Jul 7, 2010

Mini-Reviews: July 5th and 6th 2010

BETTY
DIR: Claude Chabrol


Chabrol is best known for his (many) murder mysteries, but this Georges Simenon adaptation is a relatively rare foray into straight drama. It follows the titular Betty (Marie Trintignant), a drunk who, having been discovered by her husband while having sex with another man, has been forced out of her home and bribed by her in laws to accept money, effectively selling her access to her children. Staggering drunk one night, she is picked up by Laure (Chabrol's ex wife Stephane Audran), a widow who takes her in, treating her almost as a daughter.

Betty is essentially a character study, with flashbacks filling in the details of how Betty has ended up where she is. In a character study you need exceptional performers, and in his two leads Chabrol has them. Trintignant is exceptional, playing a drunk without resorting to the hammy cliches that so many actors would bring to the part and allowing us to if not like then certainly empthise with Betty (a huge ask, given that in the first scene she tells us that she has recently sold her children).

Audran, who by this time was long divorced from Chabrol, shines under her ex-husband's direction. Laure sometimes has the glacial quality that Audran often brought to her work for Chabrol, but in her interaction with Betty there is also a welcome and slightly unexpected warmth. There's a lot going on with Laure that we don't get to see (the film is called Betty after all), but Audran manages to give this fading beauty dignity and depth.

The only real problem with the film, which is riveting and beautifully acted, is its ending, which doesn't quite ring true. The optimism may be welcomed after such a bleak film, but it dos feel jst a little forced. Still, this is yet another very high quality piece of work from Chabrol, and all the more impressive for being outside his comfort zone.


THE LOST WORLD [1925]
DIR: Harry O. Hoyt


Though, with its largely static camerawork and somewhat overblown acting, this film was in some ways behind the curve even on its release 85 years ago there are still things about it that are absolutely astonishing.

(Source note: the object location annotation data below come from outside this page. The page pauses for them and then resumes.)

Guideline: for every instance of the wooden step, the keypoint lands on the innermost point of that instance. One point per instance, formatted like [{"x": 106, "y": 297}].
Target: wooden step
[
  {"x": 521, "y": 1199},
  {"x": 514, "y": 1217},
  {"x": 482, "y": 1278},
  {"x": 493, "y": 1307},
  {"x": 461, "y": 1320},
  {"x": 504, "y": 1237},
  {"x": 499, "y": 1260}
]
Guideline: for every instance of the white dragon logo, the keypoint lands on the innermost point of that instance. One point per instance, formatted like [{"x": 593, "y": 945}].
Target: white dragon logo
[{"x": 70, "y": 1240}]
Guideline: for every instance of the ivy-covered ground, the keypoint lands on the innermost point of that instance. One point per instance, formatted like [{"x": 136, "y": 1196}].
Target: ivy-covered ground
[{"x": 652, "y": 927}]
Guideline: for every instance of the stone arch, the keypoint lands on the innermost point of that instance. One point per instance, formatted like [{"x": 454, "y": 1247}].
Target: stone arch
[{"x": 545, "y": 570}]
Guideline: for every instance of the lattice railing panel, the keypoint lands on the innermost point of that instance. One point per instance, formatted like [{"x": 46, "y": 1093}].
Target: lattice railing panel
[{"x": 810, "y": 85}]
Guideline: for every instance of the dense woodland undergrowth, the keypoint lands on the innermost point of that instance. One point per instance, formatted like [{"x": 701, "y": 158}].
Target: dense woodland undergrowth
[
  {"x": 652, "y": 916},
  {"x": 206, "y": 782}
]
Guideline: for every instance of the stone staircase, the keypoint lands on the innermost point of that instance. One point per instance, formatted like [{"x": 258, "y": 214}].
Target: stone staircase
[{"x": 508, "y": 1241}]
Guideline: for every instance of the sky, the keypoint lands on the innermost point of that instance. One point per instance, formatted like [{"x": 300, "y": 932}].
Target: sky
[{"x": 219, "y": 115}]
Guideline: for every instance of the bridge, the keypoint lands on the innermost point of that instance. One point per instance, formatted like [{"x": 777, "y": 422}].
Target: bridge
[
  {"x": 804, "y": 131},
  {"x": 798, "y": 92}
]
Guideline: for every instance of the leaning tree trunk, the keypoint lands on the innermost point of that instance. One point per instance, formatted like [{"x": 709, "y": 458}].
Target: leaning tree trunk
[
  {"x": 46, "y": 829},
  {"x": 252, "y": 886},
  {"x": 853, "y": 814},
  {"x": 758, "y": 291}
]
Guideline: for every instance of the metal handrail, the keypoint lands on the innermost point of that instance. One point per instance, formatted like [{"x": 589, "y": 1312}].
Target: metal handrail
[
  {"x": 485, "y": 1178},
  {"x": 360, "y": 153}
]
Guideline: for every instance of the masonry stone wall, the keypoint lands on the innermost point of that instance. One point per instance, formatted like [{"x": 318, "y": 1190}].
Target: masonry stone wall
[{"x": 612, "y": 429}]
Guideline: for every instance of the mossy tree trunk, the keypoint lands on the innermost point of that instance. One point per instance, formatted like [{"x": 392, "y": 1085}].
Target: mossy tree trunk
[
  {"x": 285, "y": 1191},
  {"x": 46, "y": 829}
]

Chief among those things is the stop motion animation work of Willis O'Brien (who would later animate King Kong). The models may be rather crude, but the animation is not. O'Brien's dinosaurs have personality, and the intricacy of their motion (watch them breathing, or look at the way the eyes move) is breathtaking. The animation is also crudely, but effectively (and for the first time) combined with live action footage in several genuinely groundbreaking and still very exciting sequences. It may be crude, but I'll take O'Brien's models over the weightless CGI puppets we have today any day of the week.

There are other things to recommend the film; a blustering performance from Wallace Beery as the rather magnificently bearded Professor Challenger, the sweetly pretty Bessie Love (basically taking what would later become the Fay Wray part) and the overall insight into how cinema was developing in the mid 20's all held my attention. The full verion of this film (106 minutes) is likely lost, but the 93 minute print I saw was gorgeous, full of depth and detail (and on VHS too) and doesn't feel too badly truncated. It's well worth a look.